What Attracts Termites in the House?
Termites are interesting insects closely related to cockroaches – studies show that they even evolved from cockroaches. Like some types of wood mites, termites feed on wood, leaf litter, dung, and soil. Although their habit of recycling wood and plant matter is ecologically essential, termite activity in homes often gets them labeled as pests.
Termites are attracted to wood, and the type of wood present determines the type of termite attracted to it. Aside from wood, termites are drawn in by moisture and wood or cracks near the home’s foundation to get inside.
What are Termites Attracted to?
The cellulose in wood is the primary food source for termites, but water is essential for termites to digest the cellulose. If you’re looking at pest control options, taking wood out of the equation is not enough to get rid of termites.

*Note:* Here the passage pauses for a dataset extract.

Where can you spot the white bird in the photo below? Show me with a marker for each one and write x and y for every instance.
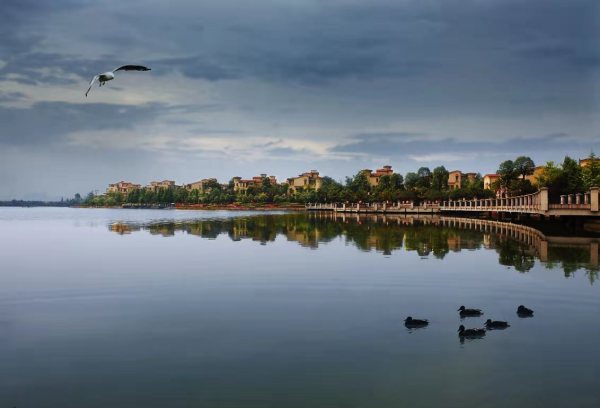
(110, 75)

Moisture in your home comes from leaky pipes, improper drainage, which causes moisture around the foundation, and a lack of air circulation that creates a damp basement or crawl space. Dampwood termites require moisture in the soil to survive, so damp and water-damaged wood are what attract termites in the house.
Because subterranean termites live and travel through soil, they require some medium, usually wood or soil, to get indoors. If wood touches your home’s foundation, this creates a perfect entry point for a Formosan subterranean termite colony to enter.
If cracks exist in the foundation of your house, subterranean termites create mud tubes to make their way inside. Other termite species easily navigate these openings and cracks near windows or doors.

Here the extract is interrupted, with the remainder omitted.